Sleep: An Essential Component of Health and Well-being

Sleep: An Essential Component of Health and Well-being – Free Webinar Friday, May 19th, 1:00 pm

Brought to you by Guidance Resources, OSU's Employee Assistance Program.   

In the past five years, it has been routinely reported by researchers and the media alike that Americans are notoriously sleep deprived. There are numerous reasons why this may be the case. Yet while many people look towards improving their health via diet, exercise and ceasing bad consumption habits (e.g., junk food, cigarettes), sleep is often overlooked—or is it? Sleep medications will surpass $5 billion in annual sales within the next year. Apparently not only are Americans having difficulty getting sufficient quantities of quality sleep, they are also having difficulties getting to sleep. This workshop provides the latest research findings regarding the importance of sleep and offers participants suggestions on how to improve their sleep according to priority and quality measures.  The webinar is expected to last between 45-60 minutes. 


If you don’t snooze, you lose

The amount of sleep you get plays a major role in how you handle stress. The average adult needs seven to nine hours of sleep each night. Are you getting your 40 winks?

Stress is the number-one cause of short-term sleeping problems. Try these tips and record your sleep activity in a sleep diary.

Go to bed and get up at the same time. Your brain and body need to balance sleep and wake time. Though it’s tempting to sleep in on the weekends, a regular wake-up time in the morning strengthens your body and helps you get to sleep at night. So try not to vary your schedule often.

Set a regular bedtime routine. A relaxing bedtime routine helps separate sleep time from active time. Try a hot bath, light reading or listening to soothing music.

Use your bedroom only for sleep. Remove televisions, computers and work materials from your room. Use your bed only for sleep and rest.

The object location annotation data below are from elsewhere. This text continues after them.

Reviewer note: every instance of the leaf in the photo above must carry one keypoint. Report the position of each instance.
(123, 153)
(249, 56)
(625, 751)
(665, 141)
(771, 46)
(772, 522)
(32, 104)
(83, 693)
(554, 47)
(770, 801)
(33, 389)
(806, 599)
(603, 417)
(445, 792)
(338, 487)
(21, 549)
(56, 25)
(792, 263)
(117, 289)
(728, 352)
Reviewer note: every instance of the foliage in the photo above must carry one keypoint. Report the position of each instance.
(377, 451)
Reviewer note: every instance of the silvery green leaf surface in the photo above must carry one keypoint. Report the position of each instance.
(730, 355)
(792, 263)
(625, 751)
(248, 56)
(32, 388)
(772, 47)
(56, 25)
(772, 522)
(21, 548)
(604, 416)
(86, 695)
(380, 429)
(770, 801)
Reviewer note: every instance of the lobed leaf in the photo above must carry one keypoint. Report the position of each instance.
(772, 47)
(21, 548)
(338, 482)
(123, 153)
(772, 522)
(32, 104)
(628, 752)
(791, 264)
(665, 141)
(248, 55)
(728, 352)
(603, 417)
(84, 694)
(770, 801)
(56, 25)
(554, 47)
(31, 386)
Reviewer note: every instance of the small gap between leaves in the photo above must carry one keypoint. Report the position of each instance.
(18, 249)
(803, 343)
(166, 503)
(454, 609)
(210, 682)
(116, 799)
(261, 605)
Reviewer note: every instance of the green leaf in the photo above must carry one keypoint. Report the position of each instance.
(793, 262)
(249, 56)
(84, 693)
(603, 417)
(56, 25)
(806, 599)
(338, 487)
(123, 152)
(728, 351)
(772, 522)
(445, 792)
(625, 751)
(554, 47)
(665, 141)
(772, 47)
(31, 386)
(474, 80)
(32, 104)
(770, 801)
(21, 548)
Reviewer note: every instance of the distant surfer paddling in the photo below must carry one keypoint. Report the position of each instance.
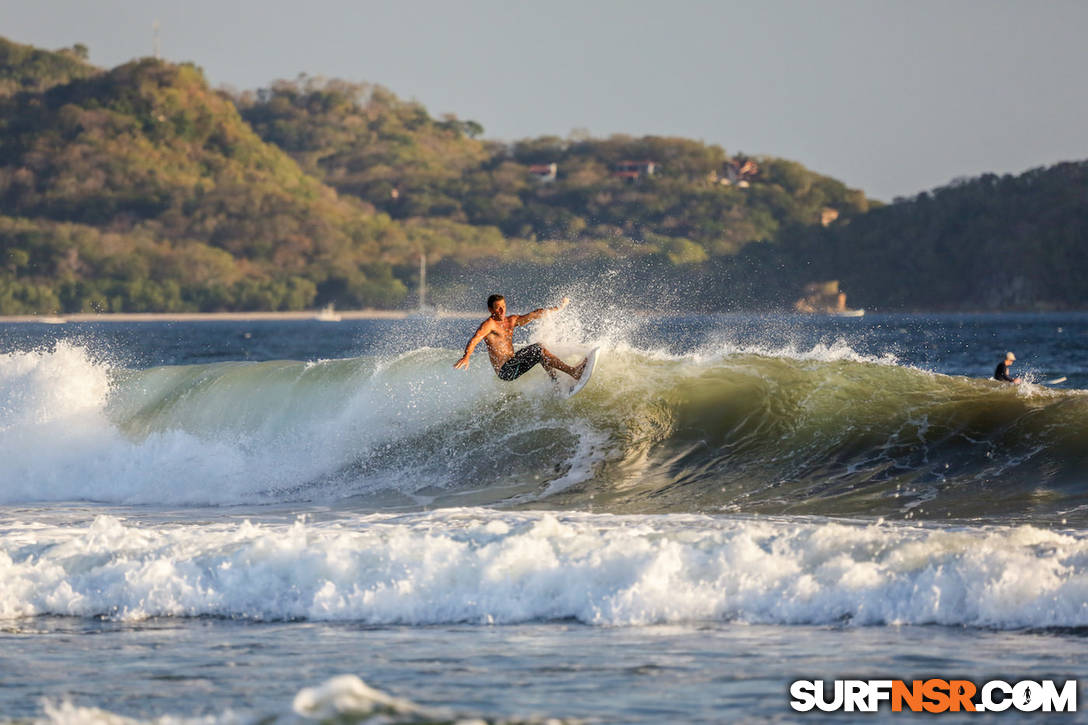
(1002, 370)
(497, 331)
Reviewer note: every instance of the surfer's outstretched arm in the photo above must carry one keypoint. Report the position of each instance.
(480, 334)
(536, 314)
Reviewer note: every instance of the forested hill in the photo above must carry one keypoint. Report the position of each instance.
(990, 243)
(139, 188)
(693, 203)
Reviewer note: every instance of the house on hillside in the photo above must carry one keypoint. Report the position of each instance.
(739, 172)
(634, 170)
(544, 173)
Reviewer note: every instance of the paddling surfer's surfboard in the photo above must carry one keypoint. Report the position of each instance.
(591, 361)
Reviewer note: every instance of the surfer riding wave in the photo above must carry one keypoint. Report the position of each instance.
(497, 332)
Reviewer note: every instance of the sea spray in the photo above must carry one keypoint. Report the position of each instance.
(483, 566)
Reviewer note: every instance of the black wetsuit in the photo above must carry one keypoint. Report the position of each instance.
(521, 363)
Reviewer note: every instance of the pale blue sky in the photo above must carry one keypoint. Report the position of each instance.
(892, 97)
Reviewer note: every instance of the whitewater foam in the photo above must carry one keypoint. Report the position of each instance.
(480, 566)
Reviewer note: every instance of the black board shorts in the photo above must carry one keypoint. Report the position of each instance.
(521, 363)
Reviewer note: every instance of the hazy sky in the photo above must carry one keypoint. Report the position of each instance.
(892, 97)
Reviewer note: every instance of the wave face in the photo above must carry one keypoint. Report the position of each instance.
(824, 431)
(472, 565)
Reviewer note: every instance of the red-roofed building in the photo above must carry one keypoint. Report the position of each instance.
(545, 173)
(634, 170)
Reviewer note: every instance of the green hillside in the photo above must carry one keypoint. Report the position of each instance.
(140, 188)
(366, 142)
(29, 69)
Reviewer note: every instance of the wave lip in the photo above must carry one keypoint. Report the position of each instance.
(824, 431)
(478, 566)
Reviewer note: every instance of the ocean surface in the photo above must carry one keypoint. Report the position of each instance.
(306, 521)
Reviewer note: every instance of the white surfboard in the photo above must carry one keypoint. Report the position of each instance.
(591, 361)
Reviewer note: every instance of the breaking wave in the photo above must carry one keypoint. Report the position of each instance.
(818, 431)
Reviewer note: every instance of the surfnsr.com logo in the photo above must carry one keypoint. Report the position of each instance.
(935, 696)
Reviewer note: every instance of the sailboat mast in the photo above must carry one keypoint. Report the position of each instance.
(422, 280)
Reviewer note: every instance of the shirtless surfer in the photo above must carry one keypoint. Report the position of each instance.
(1002, 370)
(497, 331)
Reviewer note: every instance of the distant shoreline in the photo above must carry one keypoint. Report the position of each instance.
(234, 317)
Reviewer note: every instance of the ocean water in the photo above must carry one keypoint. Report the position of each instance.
(305, 521)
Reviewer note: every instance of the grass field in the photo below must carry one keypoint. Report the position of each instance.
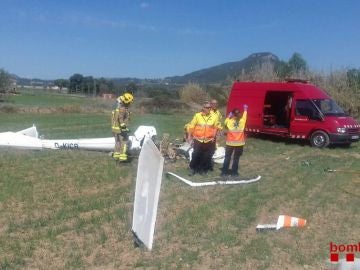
(73, 209)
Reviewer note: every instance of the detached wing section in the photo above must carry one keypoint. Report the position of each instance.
(148, 182)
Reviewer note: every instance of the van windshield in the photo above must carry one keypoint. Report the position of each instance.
(329, 107)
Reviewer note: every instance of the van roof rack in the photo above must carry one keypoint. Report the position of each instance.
(296, 80)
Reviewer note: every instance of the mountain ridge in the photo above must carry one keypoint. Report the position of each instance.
(214, 74)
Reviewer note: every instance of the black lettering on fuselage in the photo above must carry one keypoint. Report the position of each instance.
(67, 146)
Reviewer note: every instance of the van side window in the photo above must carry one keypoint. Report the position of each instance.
(306, 108)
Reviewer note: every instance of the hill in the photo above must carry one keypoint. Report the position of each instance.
(215, 74)
(220, 73)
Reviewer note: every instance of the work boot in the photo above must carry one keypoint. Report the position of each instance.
(192, 172)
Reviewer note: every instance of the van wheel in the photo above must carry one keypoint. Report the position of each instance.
(319, 139)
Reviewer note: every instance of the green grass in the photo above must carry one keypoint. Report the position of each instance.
(73, 209)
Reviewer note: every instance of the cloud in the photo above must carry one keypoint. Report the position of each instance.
(144, 5)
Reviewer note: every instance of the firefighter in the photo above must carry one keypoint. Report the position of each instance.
(202, 130)
(120, 119)
(217, 113)
(235, 140)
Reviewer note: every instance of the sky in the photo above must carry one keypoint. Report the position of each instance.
(155, 39)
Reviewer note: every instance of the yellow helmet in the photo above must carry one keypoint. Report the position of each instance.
(126, 98)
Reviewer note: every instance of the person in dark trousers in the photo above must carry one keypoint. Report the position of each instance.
(119, 121)
(214, 110)
(234, 126)
(202, 131)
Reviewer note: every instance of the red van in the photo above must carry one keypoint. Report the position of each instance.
(294, 109)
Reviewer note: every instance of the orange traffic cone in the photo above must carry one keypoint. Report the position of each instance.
(288, 221)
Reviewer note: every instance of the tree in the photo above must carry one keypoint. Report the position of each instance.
(61, 83)
(76, 83)
(297, 64)
(282, 70)
(193, 92)
(5, 84)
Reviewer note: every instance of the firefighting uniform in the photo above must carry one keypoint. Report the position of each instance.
(203, 129)
(235, 141)
(120, 119)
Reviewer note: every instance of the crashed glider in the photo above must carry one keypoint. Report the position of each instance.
(29, 139)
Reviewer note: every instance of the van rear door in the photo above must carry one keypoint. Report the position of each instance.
(304, 118)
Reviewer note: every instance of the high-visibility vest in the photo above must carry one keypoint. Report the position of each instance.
(119, 116)
(235, 134)
(203, 127)
(115, 124)
(218, 114)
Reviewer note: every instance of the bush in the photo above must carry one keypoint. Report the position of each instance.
(193, 93)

Make a comfortable, quiet, dark and cool environment. Your bedroom should entice you to sleep. Make certain that your mattresses and pillows are comfortable. Consider using blackout curtains, eye shades, ear plugs, humidifiers or fans to help you sleep better.

Avoid heavy meals close to bedtime. Eating and drinking too much may make you less comfortable when settling down for bed, and it may cause heartburn.

Exercise each day. Regular physical activity helps make it easier to fall asleep and leads to sounder sleep. Complete your physical activity at least three hours before bedtime to prevent difficulty falling asleep.

Stay away from caffeine. Caffeine is a stimulant and can stay in the body three to five hours, on average. Avoid caffeine (chocolate, coffee, tea and soft drinks) closer to bedtime.

Give up your tobacco products. Smoking before bed makes it hard to fall asleep. When smokers and tobacco users go to sleep, they experience withdrawal symptoms from nicotine, which causes sleep problems. Nicotine can cause a problem falling asleep, problems waking in the morning and may also cause nightmares.

Shy away from alcohol. Contrary to popular belief, alcohol disrupts sleep and causes you to wake up during the night.

If you continue to experience sleep problems, share your sleep diary with your doctor for proper diagnosis and treatment.